Стоящий рядом, он был чуть ли не вдвое выше нее.

— Мне что, во всем быть как другие? Знаешь, что бы я сделала с раввинами, расхваливающими лук? Бросила бы их в Мертвое море и приказала бы нырять на дно. — Руфь засмеялась.

— Ты говоришь так, как будто живешь в Палестине, а сама там вообще не была.

— Ошибаешься, я оттуда никогда не ухо…

Остаток слова унес неожиданный порыв ветра.

ЧАСТЬ ДЕВЯТАЯ


ОТ ИЮНЯ ДО ИЮНЯ. 1940—1941 гг.

Глава первая. Президент Пятс

Когда митингующие снова зашумели, Пятс понял, что с этим народцем разговаривать бесполезно, его просто не слушали. Не впервые за последние четыре дня он ощутил, что бессилен: по сути дела, только это он и ощущал с той самой минуты, когда известие о новом ультиматуме, выдвинутом Сталиным, достигло Ору. А что ты можешь поделать, если чужая армия уже на твоей территории? Осенью, когда пришлось подписать договор о базах, грузинскому разбойнику отдали палец, и теперь тот затребовал всю руку.
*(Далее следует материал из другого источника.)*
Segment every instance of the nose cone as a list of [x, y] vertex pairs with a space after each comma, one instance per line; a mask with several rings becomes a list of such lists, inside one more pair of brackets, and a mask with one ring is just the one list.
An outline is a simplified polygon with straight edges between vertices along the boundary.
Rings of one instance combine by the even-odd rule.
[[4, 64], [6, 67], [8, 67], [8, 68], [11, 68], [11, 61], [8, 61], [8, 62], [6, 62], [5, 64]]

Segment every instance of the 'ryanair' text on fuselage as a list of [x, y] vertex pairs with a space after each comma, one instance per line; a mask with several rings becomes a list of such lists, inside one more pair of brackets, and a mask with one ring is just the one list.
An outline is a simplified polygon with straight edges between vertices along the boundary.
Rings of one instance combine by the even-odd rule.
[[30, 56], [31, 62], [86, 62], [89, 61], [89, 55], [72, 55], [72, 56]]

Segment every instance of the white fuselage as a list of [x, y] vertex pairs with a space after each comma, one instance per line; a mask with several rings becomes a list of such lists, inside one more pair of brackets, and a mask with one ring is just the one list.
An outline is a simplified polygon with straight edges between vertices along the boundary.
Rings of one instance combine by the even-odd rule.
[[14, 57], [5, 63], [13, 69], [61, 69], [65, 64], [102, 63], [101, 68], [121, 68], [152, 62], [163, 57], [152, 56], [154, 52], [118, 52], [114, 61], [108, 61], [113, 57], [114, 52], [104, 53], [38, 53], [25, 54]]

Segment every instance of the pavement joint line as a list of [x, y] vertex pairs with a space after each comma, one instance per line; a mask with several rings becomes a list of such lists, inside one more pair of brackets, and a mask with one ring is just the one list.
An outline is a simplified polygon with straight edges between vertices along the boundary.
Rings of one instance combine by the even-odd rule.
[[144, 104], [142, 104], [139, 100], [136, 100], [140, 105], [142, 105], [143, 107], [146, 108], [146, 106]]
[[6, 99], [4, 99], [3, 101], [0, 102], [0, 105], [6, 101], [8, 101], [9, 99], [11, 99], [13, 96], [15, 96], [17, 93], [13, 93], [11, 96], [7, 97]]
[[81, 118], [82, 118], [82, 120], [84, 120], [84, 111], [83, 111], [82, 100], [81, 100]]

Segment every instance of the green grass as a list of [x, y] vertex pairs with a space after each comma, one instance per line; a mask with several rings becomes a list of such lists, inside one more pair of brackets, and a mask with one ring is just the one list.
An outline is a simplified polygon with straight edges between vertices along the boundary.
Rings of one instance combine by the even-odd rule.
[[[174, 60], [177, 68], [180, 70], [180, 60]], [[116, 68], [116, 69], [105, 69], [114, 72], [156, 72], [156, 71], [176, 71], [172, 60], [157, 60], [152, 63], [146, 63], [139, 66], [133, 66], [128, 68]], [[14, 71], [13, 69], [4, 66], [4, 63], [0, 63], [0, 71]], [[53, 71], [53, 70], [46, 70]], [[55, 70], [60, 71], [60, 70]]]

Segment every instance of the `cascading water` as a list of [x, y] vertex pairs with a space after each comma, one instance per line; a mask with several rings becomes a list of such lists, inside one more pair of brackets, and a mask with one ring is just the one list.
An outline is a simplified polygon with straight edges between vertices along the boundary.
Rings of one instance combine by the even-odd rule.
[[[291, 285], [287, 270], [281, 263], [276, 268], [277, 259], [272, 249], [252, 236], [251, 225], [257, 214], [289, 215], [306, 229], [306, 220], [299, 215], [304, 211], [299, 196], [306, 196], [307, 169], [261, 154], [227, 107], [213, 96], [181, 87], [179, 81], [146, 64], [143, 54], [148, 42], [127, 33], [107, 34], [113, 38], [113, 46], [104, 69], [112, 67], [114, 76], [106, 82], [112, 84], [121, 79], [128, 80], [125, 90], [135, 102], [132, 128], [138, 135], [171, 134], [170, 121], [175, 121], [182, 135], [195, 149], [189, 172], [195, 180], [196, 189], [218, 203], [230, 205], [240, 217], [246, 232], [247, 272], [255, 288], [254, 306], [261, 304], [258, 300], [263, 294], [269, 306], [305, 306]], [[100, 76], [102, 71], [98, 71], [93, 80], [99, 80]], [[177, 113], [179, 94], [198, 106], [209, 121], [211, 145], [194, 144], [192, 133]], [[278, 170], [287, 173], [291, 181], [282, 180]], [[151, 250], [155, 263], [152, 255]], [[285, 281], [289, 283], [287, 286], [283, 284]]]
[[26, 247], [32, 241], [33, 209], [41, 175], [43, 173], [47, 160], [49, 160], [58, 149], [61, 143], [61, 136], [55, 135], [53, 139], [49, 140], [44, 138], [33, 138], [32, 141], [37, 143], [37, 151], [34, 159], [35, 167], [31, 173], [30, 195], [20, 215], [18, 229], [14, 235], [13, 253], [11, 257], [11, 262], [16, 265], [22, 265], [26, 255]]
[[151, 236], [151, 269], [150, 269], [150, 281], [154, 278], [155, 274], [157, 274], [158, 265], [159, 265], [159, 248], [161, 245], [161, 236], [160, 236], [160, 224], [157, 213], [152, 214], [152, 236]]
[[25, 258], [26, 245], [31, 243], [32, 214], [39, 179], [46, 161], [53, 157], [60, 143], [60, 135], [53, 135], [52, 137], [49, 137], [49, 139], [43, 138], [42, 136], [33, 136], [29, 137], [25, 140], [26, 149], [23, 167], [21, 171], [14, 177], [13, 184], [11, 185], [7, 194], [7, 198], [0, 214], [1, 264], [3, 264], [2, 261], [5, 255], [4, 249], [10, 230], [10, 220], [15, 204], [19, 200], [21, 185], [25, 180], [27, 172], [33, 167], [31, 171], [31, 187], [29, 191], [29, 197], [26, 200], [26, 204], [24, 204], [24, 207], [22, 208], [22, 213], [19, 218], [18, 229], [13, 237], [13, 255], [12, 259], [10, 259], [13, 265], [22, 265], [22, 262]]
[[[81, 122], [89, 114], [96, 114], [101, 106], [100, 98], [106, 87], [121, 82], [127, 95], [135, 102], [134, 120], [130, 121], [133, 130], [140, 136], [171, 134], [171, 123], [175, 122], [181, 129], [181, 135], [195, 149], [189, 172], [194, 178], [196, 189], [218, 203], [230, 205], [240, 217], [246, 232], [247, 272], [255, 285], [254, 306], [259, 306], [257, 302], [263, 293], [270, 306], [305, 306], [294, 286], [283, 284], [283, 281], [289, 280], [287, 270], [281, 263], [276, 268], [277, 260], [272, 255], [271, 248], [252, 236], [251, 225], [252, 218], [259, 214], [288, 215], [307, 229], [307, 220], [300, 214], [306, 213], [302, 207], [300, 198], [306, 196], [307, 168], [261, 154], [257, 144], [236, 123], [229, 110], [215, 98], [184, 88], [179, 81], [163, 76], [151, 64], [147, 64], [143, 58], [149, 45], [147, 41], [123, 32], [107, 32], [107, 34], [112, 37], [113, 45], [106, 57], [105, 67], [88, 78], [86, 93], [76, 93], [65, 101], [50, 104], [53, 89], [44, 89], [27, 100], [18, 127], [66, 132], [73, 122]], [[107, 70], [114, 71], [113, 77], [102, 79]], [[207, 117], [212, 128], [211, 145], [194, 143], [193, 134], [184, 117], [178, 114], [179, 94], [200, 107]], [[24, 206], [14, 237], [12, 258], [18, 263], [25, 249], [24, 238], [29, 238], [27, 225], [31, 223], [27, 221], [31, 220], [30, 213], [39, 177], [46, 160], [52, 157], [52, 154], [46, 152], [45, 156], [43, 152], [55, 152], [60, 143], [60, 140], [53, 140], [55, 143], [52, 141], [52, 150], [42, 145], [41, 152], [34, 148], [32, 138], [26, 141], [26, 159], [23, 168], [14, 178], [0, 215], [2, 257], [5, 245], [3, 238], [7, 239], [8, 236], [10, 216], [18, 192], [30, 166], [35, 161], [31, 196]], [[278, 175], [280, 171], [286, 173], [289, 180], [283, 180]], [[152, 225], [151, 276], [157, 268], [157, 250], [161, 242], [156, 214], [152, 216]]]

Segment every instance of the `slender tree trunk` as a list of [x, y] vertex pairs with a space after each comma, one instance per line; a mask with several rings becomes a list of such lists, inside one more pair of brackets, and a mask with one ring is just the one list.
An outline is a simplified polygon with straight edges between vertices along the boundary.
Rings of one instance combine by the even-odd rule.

Но был ли у него выбор и тогда?

Этот вопрос мучил его с декабря, с тех пор как выяснилось, что финны оказали большевикам сопротивление, намного более упорное, чем кто-либо мог предполагать. Если бы сталинские войска решили дело в свою пользу за пару недель, как гитлеровские в Польше, все наверняка в один голос восхваляли бы его: молодец Пятс, принял единственное верное решение. Но русские в Карелии вляпались крепко, и с каждым днем Пятс все чаще ловил на себе укоризненные взгляды — неужто мы не могли так же дать красным бой? И кому ты объяснишь, что сравнение это неуместно? Что финнов в четыре раза больше, чем эстонцев, их географическое положение куда более выгодное и ко всему прочему во главе их армии стоит Маннергейм, в то время как ты должен довольствоваться Лайдонером. Ибо разве не твой главнокомандующий в сентябре первым поджал хвост, утверждая, что превосходство соперника как в живой силе, так и в технике подавляющее и военное сопротивление бессмысленно? А почему превосходство в вооружении оказалось подавляющим, господин генерал? Кто был обязан позаботиться о том, чтобы эстонская граница с Россией была так же хорошо укреплена, как финская?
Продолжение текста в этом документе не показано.